SoC-Based In-Storage Processing: Bringing Flexibility and Efficiency to Near-Data Processing
- Author(s): Torabzadehkashi, Mahdi
- Advisor(s): Bagherzadeh, Nader
- et al.
Data are among the most valuable assets in the modern world, and they have caused a revolutionary stage in human life. Nowadays, companies make knowledge-based decisions by analyzing a huge volume of data, super-scale data centers are used to process customers’ data to suggest products to them, government services rely on the data people provide to them, and there are many similar cases wherein data are used as an important asset. Data are originally stored in storage systems. To process data, application servers need to fetch the data from storage units, which imposes the cost of moving the data to the system. This cost has a direct relationship to the distance of the processing engines from the data, and this is the key motivation for the emergence of distributed processing platforms such as Hadoop, which bring the process closer to the data.
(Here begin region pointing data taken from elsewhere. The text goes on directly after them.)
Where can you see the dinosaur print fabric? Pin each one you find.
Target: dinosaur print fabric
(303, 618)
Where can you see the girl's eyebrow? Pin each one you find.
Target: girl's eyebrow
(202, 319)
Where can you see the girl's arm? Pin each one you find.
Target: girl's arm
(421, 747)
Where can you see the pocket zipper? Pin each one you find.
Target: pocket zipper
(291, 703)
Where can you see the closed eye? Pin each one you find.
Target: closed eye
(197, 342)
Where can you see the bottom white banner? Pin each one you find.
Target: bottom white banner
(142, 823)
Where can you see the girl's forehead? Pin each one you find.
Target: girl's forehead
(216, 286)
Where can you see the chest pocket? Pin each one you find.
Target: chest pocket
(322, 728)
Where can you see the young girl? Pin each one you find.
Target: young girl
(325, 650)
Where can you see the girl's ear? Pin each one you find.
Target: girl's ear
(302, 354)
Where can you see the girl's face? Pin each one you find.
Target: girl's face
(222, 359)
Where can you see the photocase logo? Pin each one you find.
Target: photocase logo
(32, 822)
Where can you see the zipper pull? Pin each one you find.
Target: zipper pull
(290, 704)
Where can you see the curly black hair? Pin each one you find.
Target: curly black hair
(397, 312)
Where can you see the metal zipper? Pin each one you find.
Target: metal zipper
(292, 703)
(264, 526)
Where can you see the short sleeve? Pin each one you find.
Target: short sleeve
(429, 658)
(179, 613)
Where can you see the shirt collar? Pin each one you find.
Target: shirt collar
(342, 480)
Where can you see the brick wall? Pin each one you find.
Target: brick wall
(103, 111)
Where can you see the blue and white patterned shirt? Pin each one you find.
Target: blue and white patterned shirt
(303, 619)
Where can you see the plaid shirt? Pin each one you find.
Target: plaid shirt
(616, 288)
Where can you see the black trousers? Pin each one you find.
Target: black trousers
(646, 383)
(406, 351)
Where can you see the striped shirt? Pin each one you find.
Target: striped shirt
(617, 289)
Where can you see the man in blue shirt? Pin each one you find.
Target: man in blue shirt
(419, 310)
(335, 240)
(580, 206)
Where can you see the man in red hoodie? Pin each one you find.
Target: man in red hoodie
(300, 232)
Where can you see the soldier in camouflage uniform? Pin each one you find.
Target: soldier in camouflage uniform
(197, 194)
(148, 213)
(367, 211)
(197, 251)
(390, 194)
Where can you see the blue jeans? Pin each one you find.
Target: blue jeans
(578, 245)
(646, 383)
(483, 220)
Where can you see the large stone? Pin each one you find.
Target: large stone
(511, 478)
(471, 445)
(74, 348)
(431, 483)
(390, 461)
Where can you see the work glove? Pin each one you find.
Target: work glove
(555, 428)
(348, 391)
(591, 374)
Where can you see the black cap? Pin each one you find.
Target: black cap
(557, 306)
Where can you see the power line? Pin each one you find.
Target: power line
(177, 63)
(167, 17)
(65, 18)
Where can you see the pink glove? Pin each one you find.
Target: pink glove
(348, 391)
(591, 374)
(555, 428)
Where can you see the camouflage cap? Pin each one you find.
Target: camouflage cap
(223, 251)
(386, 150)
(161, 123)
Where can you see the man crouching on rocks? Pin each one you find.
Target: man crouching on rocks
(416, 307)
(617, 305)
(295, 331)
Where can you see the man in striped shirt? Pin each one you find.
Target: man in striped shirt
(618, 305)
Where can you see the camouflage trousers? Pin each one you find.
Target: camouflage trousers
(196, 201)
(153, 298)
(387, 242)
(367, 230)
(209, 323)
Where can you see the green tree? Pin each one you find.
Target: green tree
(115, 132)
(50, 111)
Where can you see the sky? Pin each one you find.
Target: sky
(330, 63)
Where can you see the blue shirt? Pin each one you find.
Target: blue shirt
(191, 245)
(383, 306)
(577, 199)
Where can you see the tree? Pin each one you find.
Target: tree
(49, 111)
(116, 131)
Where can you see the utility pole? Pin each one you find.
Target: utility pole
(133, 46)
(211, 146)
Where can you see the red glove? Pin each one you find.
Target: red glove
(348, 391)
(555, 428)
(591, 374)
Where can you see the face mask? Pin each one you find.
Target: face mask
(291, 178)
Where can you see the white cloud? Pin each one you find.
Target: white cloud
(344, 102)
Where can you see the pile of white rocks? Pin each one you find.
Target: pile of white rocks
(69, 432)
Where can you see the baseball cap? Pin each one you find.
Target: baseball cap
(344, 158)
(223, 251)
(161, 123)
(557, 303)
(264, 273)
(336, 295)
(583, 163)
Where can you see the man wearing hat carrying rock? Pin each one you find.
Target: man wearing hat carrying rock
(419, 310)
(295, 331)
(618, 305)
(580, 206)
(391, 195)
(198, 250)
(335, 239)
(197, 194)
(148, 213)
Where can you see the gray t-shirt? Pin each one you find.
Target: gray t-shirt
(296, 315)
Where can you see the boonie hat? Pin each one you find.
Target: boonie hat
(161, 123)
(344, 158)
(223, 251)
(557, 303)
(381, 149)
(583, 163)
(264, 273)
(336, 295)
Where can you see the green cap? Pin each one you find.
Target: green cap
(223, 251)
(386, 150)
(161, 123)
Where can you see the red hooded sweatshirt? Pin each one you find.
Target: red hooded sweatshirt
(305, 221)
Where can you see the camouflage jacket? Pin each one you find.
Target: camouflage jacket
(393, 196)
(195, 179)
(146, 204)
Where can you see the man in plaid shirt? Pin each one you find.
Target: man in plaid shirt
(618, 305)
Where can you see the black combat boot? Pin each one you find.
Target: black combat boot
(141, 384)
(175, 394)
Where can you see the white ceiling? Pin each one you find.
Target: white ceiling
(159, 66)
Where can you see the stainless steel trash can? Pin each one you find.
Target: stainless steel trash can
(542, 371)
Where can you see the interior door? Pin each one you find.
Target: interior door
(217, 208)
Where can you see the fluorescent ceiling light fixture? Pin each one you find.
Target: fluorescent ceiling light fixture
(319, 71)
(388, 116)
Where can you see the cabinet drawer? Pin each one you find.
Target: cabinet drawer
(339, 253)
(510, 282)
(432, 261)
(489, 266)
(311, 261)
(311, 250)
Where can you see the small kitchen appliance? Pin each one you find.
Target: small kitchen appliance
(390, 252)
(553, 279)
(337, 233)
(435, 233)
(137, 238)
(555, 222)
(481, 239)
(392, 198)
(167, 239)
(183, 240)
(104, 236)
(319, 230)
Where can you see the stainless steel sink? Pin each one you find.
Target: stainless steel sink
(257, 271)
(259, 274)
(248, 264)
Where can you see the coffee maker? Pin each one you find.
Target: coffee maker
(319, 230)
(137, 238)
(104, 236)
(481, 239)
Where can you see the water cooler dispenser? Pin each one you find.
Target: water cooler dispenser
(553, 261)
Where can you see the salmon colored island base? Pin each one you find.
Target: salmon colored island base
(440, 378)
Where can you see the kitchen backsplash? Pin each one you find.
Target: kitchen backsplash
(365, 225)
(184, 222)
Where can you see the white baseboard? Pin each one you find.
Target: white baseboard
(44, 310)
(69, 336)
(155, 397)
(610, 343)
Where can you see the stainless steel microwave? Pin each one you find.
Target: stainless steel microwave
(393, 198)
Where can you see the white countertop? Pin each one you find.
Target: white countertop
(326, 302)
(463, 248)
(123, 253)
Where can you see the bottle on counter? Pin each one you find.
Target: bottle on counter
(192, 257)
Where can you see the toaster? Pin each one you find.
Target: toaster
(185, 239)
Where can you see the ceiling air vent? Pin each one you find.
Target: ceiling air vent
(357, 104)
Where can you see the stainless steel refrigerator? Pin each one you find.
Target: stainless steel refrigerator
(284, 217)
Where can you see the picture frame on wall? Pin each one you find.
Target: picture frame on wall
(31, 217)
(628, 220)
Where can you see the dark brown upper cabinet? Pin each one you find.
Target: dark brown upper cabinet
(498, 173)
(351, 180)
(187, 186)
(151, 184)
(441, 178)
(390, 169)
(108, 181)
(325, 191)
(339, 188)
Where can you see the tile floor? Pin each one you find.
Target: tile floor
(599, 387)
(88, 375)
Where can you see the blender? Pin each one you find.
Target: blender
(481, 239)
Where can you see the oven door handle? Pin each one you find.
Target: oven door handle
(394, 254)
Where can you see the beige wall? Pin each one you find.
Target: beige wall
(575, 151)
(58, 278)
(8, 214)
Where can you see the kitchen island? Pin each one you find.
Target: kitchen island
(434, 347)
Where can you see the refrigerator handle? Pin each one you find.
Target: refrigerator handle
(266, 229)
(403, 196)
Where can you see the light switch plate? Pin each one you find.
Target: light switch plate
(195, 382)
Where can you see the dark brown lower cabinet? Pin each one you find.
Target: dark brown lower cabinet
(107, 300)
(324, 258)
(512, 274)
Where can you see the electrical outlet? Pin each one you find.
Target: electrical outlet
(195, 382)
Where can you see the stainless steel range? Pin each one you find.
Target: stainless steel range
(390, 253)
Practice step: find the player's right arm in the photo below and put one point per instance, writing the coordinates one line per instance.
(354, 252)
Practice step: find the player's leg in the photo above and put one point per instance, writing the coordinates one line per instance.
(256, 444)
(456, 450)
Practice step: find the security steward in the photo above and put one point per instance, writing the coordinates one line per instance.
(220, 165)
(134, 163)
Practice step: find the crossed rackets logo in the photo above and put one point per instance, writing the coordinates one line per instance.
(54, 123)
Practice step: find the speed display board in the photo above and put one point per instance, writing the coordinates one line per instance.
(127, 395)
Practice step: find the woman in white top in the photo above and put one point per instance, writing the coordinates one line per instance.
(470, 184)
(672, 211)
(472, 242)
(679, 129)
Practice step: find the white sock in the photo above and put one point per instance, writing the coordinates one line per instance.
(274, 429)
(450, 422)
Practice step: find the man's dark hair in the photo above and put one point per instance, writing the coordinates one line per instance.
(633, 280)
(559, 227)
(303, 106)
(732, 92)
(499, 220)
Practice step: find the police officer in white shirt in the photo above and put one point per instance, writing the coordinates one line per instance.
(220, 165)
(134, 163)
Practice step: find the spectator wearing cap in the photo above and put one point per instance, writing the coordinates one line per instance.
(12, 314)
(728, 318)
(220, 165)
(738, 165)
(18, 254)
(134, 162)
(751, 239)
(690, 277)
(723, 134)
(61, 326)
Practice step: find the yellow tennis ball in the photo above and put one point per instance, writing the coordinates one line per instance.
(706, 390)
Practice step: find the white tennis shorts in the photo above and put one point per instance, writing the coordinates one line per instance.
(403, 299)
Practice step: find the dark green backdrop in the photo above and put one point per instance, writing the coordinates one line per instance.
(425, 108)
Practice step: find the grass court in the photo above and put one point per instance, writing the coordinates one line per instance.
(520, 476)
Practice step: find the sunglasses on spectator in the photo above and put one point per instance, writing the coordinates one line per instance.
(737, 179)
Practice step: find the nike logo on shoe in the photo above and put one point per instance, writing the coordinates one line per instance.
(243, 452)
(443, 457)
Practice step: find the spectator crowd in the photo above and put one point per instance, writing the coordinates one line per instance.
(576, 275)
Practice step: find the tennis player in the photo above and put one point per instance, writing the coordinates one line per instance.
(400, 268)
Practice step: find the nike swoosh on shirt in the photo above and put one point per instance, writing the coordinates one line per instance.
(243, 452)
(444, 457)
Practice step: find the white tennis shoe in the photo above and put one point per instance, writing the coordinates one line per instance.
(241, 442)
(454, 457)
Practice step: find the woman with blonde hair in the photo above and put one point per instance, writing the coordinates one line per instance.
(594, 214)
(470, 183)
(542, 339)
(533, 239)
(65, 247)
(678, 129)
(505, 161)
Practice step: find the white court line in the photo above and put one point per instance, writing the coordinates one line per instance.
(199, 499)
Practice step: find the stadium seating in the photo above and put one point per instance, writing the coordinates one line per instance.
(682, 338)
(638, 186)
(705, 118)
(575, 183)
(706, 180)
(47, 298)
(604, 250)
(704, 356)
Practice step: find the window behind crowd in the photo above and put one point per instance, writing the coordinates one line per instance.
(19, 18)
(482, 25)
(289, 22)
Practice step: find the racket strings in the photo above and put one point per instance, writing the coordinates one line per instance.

In-storage processing (ISP) pushes the “bring the process to data” paradigm to its ultimate boundaries by utilizing processing engines inside the storage units to process data. The architecture of modern solid-state drives (SSDs) provides a suitable environment for implementing such technology. Thus, this dissertation focuses on SSD architectures that are able to run user applications in-place, which are called computational storage devices (CSDs). In this dissertation, we propose CSD architectures and investigate the benefits of deploying CSDs for running different applications. This research uses a practical approach that includes building fully functional prototypes of the proposed CSD architectures, developing storage systems equipped with the CSDs, and running different benchmarks to investigate the benefits of deploying the CSDs in the systems. This research proposes two different CSD architectures, namely CompStor and Catalina.
These are the first CSDs to be equipped with a dedicated ISP engine for running user applications in-place that includes a quad-core ARM Cortex-A53 processor together with FPGA- and application-specific integrated circuit (ASIC) based accelerators. The proposed architectures run a full-fledged operating system inside, which provides a flexible environment for running a wide range of user applications in-place. The system-on-chip (SOC) based architecture of Catalina CSD, together with a software stack developed for seamless deployment of the CSD, makes it a platform for the implementation of different ISP concepts and ideas.
To the best of our knowledge, Catalina is the only ISP platform that can be seamlessly deployed in clusters to run distributed applications such as Hadoop MapReduce and message passing interface (MPI) based applications in-place without any modifications to the underlying distributed processing framework. We performed extensive experimental tests using several datasets on both CompStor and Catalina CSDs. The experimental results show up to 2.2x and 4.3x improvements in performance and energy consumption, respectively, for running Hadoop MapReduce benchmarks using Catalina CSDs and up to 5.4x and 8.9x improvements for running 1-, 2-, and 3-dimensional DFT algorithms due to the Neon SIMD engines inside Catalina. Additionally, using FPGA-based accelerators, Catalina CSDs can improve the performance and energy consumption of a highly demanding image similarity search application up to 11x and 7x, respectively.